Inadequate advance notice and miscalculations of cyclone Tauktae's ferocity and its path may have contributed to a false belief that oilfield operations in the Arabian Sea need not be paused, said top sources close to ONGC whose vessels with 700 onboard were struck by the storm.

A drillship of Oil and Natural Gas Corporation (ONGC) and three barges of private contractor Afcons working on the state-owned firm's oilfield went adrift after their anchors gave away in the storm on Monday night.

A massive day-night operation by the Indian Navy, Coast Guards and ONGC vessels helped save those on the drillship and two barges, but only 186 out of 261 onboard accommodation barge Pappa 305 could be rescued. 37 persons are confirmed dead so far, while the remaining 38 are still missing.

"Installations used to find and produce oil and gas from under seabed are built to work in difficult weather conditions. In Mumbai offshore, these installations stand in water depth of between 75 meters and 200 meters," said a source with direct knowledge of the matter.

World over offshore oil and gas operations are neither shut nor personnel evacuated in every adverse weather event.

"It is done only it is assessed that an event would be hard to handle," he said. "Such assessment primarily depends on the weather input received by the operator."

In the case of Tauktae, the most severe storm to hit the west coast in more than two decades, the predictions on speed, atmospheric pressure and route all went wrong, the source said.

"More importantly, it takes about a week or so to shut operations, move vessels and shift people out as per the laid down protocol for a mishap-free operation," he said. "In the case of Tauktae, there wasn't enough time to do so. Also, the forecast of path and ferocity also were not accurate. The time that vessels had to shift to survival mode and not go for evacuation."

Another source said the captains of the ships are the final decision-making authority and have all powers to take any decision for the safety of the vessels and crew.

All information received from the weather department and the Coast Guards were passed on to the operator as well as the captains of the four vessels, he said.

"We don't know yet why the captains choose to do what they did during the cyclone," the source said, adding an inquiry committee has already been set up to go into this issue in detail.

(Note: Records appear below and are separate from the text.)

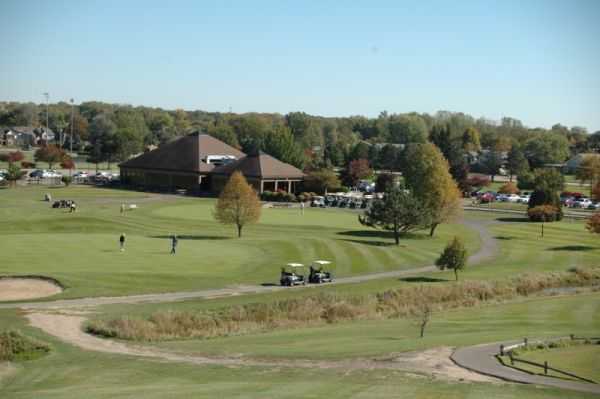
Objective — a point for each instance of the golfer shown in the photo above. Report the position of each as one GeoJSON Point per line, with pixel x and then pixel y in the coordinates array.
{"type": "Point", "coordinates": [173, 244]}
{"type": "Point", "coordinates": [122, 242]}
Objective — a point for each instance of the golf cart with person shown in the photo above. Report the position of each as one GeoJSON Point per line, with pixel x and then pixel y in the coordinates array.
{"type": "Point", "coordinates": [317, 273]}
{"type": "Point", "coordinates": [292, 274]}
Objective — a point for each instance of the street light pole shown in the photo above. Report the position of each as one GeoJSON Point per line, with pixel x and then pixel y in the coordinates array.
{"type": "Point", "coordinates": [71, 140]}
{"type": "Point", "coordinates": [47, 95]}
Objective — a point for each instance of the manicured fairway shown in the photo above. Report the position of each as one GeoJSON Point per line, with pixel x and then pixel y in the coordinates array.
{"type": "Point", "coordinates": [81, 250]}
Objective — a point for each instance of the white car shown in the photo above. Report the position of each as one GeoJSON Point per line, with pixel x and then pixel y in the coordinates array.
{"type": "Point", "coordinates": [50, 174]}
{"type": "Point", "coordinates": [582, 203]}
{"type": "Point", "coordinates": [524, 199]}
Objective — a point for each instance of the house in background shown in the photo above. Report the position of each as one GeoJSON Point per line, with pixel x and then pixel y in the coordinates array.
{"type": "Point", "coordinates": [201, 163]}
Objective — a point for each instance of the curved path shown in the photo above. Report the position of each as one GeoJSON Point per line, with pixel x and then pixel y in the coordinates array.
{"type": "Point", "coordinates": [481, 359]}
{"type": "Point", "coordinates": [487, 251]}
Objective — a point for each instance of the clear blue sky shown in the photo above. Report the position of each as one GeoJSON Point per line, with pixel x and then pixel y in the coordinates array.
{"type": "Point", "coordinates": [538, 61]}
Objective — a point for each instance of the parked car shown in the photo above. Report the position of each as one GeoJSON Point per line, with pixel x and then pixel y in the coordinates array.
{"type": "Point", "coordinates": [81, 174]}
{"type": "Point", "coordinates": [487, 197]}
{"type": "Point", "coordinates": [582, 203]}
{"type": "Point", "coordinates": [524, 199]}
{"type": "Point", "coordinates": [36, 173]}
{"type": "Point", "coordinates": [512, 198]}
{"type": "Point", "coordinates": [594, 206]}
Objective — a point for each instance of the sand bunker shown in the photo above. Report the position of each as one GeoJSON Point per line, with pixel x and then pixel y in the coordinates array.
{"type": "Point", "coordinates": [19, 288]}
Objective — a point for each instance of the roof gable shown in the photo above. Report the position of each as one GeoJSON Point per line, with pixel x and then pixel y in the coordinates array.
{"type": "Point", "coordinates": [261, 165]}
{"type": "Point", "coordinates": [184, 154]}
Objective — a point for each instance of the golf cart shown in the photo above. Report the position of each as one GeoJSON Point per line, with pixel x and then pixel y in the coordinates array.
{"type": "Point", "coordinates": [317, 274]}
{"type": "Point", "coordinates": [292, 274]}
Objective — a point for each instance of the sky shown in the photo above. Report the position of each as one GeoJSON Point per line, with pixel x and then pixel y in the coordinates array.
{"type": "Point", "coordinates": [534, 60]}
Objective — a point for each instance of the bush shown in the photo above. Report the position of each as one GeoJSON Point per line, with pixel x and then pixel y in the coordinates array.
{"type": "Point", "coordinates": [67, 180]}
{"type": "Point", "coordinates": [544, 213]}
{"type": "Point", "coordinates": [525, 181]}
{"type": "Point", "coordinates": [15, 346]}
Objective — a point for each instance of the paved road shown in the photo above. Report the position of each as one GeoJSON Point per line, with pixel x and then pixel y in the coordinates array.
{"type": "Point", "coordinates": [481, 359]}
{"type": "Point", "coordinates": [487, 250]}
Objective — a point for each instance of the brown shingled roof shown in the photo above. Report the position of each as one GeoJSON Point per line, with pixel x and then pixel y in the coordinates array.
{"type": "Point", "coordinates": [262, 166]}
{"type": "Point", "coordinates": [184, 154]}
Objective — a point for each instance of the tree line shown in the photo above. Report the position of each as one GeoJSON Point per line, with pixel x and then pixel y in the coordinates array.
{"type": "Point", "coordinates": [114, 132]}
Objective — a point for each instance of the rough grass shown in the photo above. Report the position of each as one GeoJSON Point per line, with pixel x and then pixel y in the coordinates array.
{"type": "Point", "coordinates": [403, 302]}
{"type": "Point", "coordinates": [14, 346]}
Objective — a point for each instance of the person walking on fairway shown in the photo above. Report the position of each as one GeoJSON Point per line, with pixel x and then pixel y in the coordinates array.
{"type": "Point", "coordinates": [122, 242]}
{"type": "Point", "coordinates": [173, 244]}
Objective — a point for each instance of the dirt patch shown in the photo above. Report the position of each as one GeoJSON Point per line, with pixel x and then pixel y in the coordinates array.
{"type": "Point", "coordinates": [437, 361]}
{"type": "Point", "coordinates": [6, 370]}
{"type": "Point", "coordinates": [18, 288]}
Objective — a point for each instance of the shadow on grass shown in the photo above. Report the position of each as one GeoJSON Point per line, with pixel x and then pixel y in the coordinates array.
{"type": "Point", "coordinates": [573, 248]}
{"type": "Point", "coordinates": [383, 234]}
{"type": "Point", "coordinates": [423, 280]}
{"type": "Point", "coordinates": [513, 220]}
{"type": "Point", "coordinates": [193, 237]}
{"type": "Point", "coordinates": [372, 243]}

The oil ministry on Wednesday constituted a high-level committee to enquire into the sequence of events leading to the stranding of the vessels.

The committee comprising Amitabh Kumar, Director General of Shipping; SCL Das, Director General of Hydrocarbons, and Nazli Jafri Shayin, Joint Secretary, Ministry of Defence will submit its report within one month.

It has been asked to "inquire into the sequence of events leading to the stranding and drifting of these vessels, and subsequent events?".

The Terms of Reference of the panel also include looking into "Whether the warnings issued by Meteorological Department and other statutory authorities were adequately considered and acted upon" and if "the Standard Operating Procedures for securing the vessels and dealing with disaster management were adequately followed".

The cyclone sank P-305, which had living quarters for employees working offshore, while two other construction barges lost anchors and drifted away.

Besides the barges, one drilling rig of ONGC 'Sagar Bhushan' with 101 people on board (37 ONGC employees and 64 contractual workers) too drifted away from its location.

Sources said all the 137 persons onboard barge 'Gal Constructor', which runs aground about 48 nautical miles north of Mumbai's Colaba Point, were rescued.

Also, 201 persons onboard barge 'Support Station-3' as well as ONGC's drillship 'Sagar Bhushan' too have been brought to safety.